Por entonces Giuseppe Garibaldi —prócer de la Unificación Italiana— se encontraba en nuestro continente y actuaba como militar pago del país vecino. Fue entonces cuando encabezó un saqueo a la ciudad argentina de Gualeguaychú. En sus memorias, publicadas años más tarde por Alejandro Dumas (padre), refiere al episodio y al plan que pergeñó para secuestrar a Rosas: “El buen éxito que habíamos obtenido con aquél golpe de mano, me alentó á proponer otro al gobierno, que fue el de embarcar á la legión italiana en la flotilla, cruzar con ella el río, ocultando á mis soldados del mejor modo posible, llegar a Buenos Aires, desembarcar por la noche, encaminarnos a casa de Rosas, apoderarnos de él y conducirlo preso á Montevideo. Esta expedición, llevada á cabo con buena suerte, hubiera terminado la guerra de una sola vez, pero el gobierno rechazó mi proyecto”.

 

Dentro de este contexto llegó al mundo Teresita, tercera hija de Giuseppe y su mítica pareja, la brasileña Ana María de Jesús Ribeiro da Silva. En 1848 los Garibaldi abandonaron Montevideo rumbo a Italia. Allí, la pareja dejó a los niños al cuidado de su abuela paterna. Partieron con el fin de luchar por la Unificación Italiana.

Anita, embarazada por cuarta vez, no pudo seguir el ritmo de su esposo y éste la dejó en un pueblo de Ravena custodiada por una familia amiga. La mujer falleció días más tarde, siendo sepultada apresuradamente en la arena. Poco después, el 10 de agosto de 1849, un grupo de niños la descubrió y su cuerpo terminó en un cementerio de la zona. Llegó a decirse que el mismo Garibaldi la había estrangulado para seguir adelante sin esperarla. Al cumplir doce años, Teresita se reunió con su padre y lo acompañó en diversas contiendas. En septiembre de 1859, fueron juntos a Ravena para recuperar el cuerpo de Anita. Decidieron trasladarla a Niza. Sin embargo ese no sería su destino final. El 2 de diciembre de 1932, utilizando “tren fúnebre” aquellos restos fueron trasladados a Roma, donde se colocaron permanentemente en la base del monumento ecuestre erigido su honor a Anita Garibaldi. La ceremonia tuvo mucha relevancia y contó con la presencia del Primer Ministro Benito Mussolini.

 

Volviendo a Teresa, en 1861 se casó con Stefano Canzio, un lugarteniente destacado de su padre, a que conoció mientras realizaba curaciones a los soldados. Recibió como obsequio de bodas un collar de piedras preciosas por parte del rey Vittorio Emanuele II.  La pareja tuvo dieciséis hijos, doce de los cuales llegaron a la edad adulta, emigrando tres de ellos a la Argentina.
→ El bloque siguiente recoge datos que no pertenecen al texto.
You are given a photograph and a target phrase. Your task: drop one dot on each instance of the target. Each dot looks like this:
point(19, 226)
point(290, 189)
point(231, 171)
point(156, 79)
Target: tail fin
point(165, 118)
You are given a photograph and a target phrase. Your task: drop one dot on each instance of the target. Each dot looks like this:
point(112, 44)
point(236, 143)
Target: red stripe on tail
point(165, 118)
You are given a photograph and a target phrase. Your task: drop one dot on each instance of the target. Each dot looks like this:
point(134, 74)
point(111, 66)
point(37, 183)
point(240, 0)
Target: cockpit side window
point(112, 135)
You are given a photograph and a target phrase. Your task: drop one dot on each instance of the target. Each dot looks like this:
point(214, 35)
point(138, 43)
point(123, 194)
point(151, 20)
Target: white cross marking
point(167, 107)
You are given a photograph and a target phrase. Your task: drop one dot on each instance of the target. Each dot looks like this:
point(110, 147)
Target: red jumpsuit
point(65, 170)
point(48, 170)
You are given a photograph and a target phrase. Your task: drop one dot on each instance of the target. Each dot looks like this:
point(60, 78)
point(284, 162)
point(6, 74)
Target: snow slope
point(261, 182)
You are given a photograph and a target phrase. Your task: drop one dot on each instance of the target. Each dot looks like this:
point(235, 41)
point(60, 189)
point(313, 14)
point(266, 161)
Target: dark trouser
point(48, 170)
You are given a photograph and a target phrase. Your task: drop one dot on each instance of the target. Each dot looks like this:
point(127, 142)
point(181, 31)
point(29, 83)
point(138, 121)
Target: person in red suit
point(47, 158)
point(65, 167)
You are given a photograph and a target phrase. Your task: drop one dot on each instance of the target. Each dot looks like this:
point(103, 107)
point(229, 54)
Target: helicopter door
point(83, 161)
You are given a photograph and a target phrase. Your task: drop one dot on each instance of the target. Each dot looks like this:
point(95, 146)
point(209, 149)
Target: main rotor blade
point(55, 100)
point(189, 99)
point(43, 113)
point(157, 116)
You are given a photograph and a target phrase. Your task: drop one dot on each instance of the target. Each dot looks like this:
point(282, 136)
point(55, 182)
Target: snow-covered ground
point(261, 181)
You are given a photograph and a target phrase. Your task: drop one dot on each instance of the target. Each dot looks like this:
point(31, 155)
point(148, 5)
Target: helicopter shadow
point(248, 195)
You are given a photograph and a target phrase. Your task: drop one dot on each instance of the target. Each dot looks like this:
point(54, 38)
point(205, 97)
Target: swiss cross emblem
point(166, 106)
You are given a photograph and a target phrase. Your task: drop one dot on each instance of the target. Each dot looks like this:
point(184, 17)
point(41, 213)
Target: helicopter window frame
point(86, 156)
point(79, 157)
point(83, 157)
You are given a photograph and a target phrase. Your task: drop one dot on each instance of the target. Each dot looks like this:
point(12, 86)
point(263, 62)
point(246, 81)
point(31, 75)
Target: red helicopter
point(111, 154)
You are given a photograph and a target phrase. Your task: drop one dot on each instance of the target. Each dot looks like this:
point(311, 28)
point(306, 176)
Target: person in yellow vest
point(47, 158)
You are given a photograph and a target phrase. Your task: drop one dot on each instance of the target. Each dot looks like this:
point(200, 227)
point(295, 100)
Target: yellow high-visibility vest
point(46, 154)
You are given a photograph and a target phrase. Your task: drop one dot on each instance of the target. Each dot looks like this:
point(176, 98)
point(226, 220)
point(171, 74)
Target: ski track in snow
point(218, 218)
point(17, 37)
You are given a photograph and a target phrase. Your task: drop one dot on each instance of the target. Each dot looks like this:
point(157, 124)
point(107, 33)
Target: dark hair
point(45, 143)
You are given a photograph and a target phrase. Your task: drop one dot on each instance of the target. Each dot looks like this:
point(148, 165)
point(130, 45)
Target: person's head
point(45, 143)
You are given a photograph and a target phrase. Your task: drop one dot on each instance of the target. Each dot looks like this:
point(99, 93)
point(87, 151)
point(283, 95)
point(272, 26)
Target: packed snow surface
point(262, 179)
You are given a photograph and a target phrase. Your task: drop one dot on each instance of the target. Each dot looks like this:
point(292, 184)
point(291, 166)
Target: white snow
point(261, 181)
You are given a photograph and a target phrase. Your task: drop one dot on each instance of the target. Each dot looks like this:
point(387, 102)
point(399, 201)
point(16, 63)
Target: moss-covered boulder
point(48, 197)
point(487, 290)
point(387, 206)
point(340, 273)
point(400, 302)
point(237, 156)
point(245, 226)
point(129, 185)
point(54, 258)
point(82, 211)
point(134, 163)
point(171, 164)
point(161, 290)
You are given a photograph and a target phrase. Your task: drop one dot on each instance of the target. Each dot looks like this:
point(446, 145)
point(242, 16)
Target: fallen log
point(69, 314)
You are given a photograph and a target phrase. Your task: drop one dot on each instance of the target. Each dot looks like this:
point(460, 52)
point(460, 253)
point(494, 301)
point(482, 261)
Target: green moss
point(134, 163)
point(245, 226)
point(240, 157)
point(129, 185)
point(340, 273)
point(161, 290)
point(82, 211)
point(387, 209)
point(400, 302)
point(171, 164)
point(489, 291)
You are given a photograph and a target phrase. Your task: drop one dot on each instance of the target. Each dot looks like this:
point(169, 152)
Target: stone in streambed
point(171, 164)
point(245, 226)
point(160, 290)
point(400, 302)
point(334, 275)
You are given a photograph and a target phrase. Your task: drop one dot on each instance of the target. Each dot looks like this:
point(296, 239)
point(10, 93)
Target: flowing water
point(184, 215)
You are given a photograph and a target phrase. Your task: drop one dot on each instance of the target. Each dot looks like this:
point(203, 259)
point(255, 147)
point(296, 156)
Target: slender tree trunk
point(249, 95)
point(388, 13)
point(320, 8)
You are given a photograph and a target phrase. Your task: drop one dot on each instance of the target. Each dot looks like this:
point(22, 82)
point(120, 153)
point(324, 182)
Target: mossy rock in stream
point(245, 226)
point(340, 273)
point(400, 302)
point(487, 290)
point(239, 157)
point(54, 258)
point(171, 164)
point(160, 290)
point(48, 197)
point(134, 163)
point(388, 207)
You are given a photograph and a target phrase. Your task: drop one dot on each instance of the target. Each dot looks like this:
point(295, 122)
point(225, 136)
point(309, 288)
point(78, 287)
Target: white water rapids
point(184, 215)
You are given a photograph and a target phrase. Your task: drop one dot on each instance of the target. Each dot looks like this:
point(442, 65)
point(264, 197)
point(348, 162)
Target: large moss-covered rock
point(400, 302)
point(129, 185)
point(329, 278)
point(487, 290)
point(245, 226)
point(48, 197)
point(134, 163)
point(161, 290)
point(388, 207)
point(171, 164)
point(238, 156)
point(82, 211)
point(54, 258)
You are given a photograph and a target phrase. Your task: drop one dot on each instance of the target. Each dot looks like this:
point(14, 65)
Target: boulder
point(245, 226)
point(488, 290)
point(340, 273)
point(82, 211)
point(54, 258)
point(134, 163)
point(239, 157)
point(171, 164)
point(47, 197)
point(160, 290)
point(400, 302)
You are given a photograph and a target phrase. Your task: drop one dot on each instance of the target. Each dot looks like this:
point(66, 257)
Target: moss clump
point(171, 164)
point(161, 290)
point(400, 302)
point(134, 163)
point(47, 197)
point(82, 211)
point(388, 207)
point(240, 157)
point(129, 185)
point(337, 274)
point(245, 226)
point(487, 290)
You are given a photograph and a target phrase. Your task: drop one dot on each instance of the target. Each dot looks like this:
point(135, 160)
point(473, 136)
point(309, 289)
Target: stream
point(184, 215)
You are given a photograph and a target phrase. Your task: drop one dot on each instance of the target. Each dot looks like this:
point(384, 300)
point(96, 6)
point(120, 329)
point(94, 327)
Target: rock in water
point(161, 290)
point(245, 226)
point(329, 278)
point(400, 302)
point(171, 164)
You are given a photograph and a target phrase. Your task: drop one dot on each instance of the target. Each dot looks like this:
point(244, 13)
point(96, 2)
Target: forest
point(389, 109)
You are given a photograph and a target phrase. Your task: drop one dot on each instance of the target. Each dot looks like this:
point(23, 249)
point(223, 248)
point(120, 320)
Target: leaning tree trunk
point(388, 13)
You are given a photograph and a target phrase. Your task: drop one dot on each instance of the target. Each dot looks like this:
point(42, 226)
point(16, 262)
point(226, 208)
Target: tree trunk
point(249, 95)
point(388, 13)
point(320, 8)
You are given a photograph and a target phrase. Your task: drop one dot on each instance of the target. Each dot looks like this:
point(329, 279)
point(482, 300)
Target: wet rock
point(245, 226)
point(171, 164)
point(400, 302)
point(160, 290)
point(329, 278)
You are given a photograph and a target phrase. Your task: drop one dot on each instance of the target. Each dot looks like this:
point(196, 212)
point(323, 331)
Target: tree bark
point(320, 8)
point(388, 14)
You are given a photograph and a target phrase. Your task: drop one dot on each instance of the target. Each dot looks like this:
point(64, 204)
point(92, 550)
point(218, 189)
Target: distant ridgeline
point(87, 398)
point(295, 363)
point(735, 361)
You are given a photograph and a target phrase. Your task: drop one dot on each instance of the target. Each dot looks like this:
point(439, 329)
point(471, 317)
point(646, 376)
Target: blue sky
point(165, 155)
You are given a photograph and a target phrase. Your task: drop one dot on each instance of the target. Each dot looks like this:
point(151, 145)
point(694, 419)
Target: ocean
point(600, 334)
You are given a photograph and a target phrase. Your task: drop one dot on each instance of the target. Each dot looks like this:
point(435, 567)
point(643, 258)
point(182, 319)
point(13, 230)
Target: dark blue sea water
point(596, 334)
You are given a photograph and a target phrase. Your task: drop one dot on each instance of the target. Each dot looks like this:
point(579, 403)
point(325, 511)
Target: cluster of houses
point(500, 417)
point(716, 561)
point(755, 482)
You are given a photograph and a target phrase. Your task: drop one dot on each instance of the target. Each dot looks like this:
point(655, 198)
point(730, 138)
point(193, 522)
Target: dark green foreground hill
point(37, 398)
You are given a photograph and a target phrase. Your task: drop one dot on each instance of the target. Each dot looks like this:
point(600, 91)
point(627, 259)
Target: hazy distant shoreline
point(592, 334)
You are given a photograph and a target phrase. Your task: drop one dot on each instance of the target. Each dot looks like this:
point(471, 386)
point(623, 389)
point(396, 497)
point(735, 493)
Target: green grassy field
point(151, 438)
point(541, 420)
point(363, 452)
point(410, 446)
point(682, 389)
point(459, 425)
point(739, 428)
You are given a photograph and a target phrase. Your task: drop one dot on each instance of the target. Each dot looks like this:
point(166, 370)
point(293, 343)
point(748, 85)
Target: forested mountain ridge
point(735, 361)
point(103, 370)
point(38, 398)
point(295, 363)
Al igual que la memorable Anita, luchó junto a Giuseppe y fue iniciada en la masonería por él.

Teresa pereció a los 58 años. La Cámara de Diputados italiana concedió inmediatamente una pensión vitalicia para cada una de sus hijas, que también eran hijas de Italia.

Sin embargo, a nivel internacional, su muerte no tuvo demasiada repercusión. Algo sumamente diferente sucedió, pocos meses más tarde, al fallecer su hermano mayor: “Ha muerto en Roma el hijo mayor del célebre caudillo italiano leemos en “El Liberal” de España, hacia agosto de 1903-. Menotti había nacido el 16 de setiembre de 1840 en un humilde rancho de orillas del Plata. Se cuenta que al nacer tenía una cicatriz en la cabeza, por efecto de una caída del caballo que había sufrido su madre, la célebre Anita, intrépida amazona”.

 

Como podemos intuir por la última oración, espacio aparte merecen los mitos que rodean a esta familia aguerrida y numerosa, cuyo apellido se fundió en la historia de dos continentes.

Lamentablemente,  a pesar del rescate constante de la vida de Anita, poco se documentó sobre su hija. Personaje fascinante que heredó el talante y la valentía de sus padres, porque como es sabido: la rama nunca cae muy lejos del árbol.